The CDE is captured by those with a vested interest in CRT, despite so many Californians believing that this is not in the best interest of their children. In choosing to vote unanimously for the fourth version of the curriculum, the CDE has accepted a model curriculum with inaccuracies and omissions, as well as themes that will push students away from their own individualities and into group-think that focuses on oppression and marginalization as the primary ills of today’s society.

This passage from the opening paragraph says it all: “This coursework, through its overarching study of the process and impact of the marginalization resulting from systems of power, is relevant and important for students of all backgrounds.”
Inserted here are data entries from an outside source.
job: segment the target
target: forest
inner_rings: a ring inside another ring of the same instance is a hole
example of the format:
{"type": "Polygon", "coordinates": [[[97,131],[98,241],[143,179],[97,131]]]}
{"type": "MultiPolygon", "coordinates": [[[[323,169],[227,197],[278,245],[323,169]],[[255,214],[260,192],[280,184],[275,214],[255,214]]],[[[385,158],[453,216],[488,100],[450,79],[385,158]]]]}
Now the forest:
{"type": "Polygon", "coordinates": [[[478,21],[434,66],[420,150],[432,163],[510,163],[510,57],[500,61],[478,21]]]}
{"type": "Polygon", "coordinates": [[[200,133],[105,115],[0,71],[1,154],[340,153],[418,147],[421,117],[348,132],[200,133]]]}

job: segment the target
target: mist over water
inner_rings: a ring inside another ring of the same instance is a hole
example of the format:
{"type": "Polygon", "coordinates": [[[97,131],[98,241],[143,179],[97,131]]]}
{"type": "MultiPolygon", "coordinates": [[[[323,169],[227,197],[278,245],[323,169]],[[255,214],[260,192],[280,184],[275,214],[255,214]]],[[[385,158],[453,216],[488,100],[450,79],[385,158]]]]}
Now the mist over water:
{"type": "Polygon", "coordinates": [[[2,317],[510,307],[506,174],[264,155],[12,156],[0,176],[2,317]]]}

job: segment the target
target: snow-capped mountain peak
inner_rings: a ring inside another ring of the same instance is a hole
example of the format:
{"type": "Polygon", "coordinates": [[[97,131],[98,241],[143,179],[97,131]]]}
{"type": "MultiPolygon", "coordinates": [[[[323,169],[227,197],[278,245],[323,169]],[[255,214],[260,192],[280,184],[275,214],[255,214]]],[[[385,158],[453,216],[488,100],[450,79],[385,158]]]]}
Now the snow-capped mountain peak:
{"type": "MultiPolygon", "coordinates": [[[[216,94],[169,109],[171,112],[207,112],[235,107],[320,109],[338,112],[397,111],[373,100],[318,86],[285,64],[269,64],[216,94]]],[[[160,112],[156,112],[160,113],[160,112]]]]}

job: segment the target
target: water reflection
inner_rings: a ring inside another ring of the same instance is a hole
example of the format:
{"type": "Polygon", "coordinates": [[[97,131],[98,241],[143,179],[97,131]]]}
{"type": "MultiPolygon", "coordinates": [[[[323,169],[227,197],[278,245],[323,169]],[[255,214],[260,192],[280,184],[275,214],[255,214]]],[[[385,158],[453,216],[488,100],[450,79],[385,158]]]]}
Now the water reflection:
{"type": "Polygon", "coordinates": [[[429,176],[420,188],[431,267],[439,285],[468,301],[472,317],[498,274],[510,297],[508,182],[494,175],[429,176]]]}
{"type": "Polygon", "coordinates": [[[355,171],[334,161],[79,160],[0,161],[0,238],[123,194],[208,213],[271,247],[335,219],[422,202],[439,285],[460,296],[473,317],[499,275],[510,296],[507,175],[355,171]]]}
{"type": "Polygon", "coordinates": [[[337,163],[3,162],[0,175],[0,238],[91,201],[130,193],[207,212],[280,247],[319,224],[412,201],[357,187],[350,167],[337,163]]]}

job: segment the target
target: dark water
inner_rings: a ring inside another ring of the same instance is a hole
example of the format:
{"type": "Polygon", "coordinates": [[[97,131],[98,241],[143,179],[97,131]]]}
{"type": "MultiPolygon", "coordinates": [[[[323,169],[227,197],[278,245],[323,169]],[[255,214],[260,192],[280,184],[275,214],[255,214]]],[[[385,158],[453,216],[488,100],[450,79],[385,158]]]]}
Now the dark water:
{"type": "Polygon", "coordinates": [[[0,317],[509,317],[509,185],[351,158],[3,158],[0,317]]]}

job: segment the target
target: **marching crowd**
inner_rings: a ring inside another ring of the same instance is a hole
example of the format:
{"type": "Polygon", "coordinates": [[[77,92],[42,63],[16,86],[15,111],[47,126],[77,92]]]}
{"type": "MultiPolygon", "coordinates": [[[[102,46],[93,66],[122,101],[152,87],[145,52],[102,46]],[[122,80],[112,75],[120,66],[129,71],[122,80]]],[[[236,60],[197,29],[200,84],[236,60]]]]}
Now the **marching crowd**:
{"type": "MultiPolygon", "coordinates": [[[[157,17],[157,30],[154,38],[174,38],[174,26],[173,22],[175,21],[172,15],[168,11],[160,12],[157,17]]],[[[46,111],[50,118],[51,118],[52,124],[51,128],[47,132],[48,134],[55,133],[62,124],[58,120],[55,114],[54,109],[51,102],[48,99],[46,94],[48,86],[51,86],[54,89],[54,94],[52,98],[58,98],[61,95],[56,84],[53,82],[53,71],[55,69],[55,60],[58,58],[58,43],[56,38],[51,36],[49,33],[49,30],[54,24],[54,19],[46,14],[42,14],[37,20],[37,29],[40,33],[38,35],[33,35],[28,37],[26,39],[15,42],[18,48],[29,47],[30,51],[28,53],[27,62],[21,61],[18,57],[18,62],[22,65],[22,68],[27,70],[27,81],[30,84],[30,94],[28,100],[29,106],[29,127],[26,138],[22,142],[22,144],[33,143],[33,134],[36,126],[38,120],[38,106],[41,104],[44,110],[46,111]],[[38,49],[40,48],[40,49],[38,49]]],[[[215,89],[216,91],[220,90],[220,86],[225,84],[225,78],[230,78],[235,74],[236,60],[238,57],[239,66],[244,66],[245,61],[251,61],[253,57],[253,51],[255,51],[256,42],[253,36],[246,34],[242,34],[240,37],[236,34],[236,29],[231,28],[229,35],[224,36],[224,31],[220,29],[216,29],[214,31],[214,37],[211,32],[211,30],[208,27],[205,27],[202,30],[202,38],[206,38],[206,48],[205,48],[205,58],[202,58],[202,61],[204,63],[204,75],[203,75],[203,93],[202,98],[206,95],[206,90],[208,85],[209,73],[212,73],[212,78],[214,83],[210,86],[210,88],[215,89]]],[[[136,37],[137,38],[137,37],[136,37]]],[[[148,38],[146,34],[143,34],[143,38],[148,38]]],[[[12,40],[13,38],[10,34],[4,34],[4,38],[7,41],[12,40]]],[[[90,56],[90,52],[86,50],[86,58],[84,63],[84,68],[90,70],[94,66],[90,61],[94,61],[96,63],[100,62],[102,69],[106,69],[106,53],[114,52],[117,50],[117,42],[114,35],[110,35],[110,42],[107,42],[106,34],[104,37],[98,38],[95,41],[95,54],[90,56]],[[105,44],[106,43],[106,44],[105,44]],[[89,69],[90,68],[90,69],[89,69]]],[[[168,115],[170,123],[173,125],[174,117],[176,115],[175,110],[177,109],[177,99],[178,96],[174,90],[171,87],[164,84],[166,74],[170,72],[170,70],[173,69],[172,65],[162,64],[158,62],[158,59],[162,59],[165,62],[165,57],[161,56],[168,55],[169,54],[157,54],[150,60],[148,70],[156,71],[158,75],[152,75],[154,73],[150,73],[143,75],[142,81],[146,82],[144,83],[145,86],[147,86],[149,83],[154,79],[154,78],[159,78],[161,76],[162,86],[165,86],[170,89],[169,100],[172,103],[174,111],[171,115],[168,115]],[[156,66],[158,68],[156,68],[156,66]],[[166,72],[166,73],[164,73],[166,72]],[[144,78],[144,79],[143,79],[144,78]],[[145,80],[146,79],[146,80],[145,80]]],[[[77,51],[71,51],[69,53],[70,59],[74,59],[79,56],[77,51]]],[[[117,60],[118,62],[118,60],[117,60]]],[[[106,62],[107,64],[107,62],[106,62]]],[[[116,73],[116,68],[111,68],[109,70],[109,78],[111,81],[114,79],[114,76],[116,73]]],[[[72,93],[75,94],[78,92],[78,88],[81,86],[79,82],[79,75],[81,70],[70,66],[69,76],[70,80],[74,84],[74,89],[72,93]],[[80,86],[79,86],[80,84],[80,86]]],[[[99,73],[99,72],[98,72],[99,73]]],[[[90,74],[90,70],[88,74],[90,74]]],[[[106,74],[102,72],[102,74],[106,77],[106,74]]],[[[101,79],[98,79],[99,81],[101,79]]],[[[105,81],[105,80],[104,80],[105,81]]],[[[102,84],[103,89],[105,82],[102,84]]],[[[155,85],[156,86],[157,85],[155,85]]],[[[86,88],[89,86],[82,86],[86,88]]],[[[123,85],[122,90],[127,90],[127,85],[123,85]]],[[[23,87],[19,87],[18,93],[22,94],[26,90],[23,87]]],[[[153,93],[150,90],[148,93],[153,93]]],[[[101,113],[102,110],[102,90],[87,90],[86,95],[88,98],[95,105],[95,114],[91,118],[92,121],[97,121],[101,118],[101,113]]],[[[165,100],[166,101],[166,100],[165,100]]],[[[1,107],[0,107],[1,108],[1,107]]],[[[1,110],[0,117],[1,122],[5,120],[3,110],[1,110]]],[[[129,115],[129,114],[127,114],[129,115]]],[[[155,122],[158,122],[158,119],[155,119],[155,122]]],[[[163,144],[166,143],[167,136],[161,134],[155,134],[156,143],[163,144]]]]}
We should teach students world and American history honestly, openly, and with the opportunity for students to engage and understand the past with the hope that we will continue to do better, treating each other as the individuals that we are. We have had many successes in this enterprise, as no matter how flawed today’s world is, it is more democratic, civil, and peaceful than in the past. And the economic success that people of color achieve in the United States is the envy of the rest of the world.

But California’s ethnic studies curriculum differs sharply from this vision. Some of the major principles of the curriculum are “critiquing empire-building and its relationship to white supremacy, racism, and other forms of power and oppression” and “challenging racist, bigoted, discriminatory, imperialist/colonial beliefs and practices on multiple levels.”

There is no better investment that California can make than in our children’s education. Pay the best teachers well instead of paying based on seniority. Implement innovative teaching methods and media so that children become excited about learning and can achieve at much higher levels. Incentivize school leaders to create better performing schools. But we will continue to fail the most vulnerable children if we pretend that the world’s fortunes and failures are built on a house of racist cards and that school teachers’ unions should dictate when schools can reopen.

We can and must do better than this.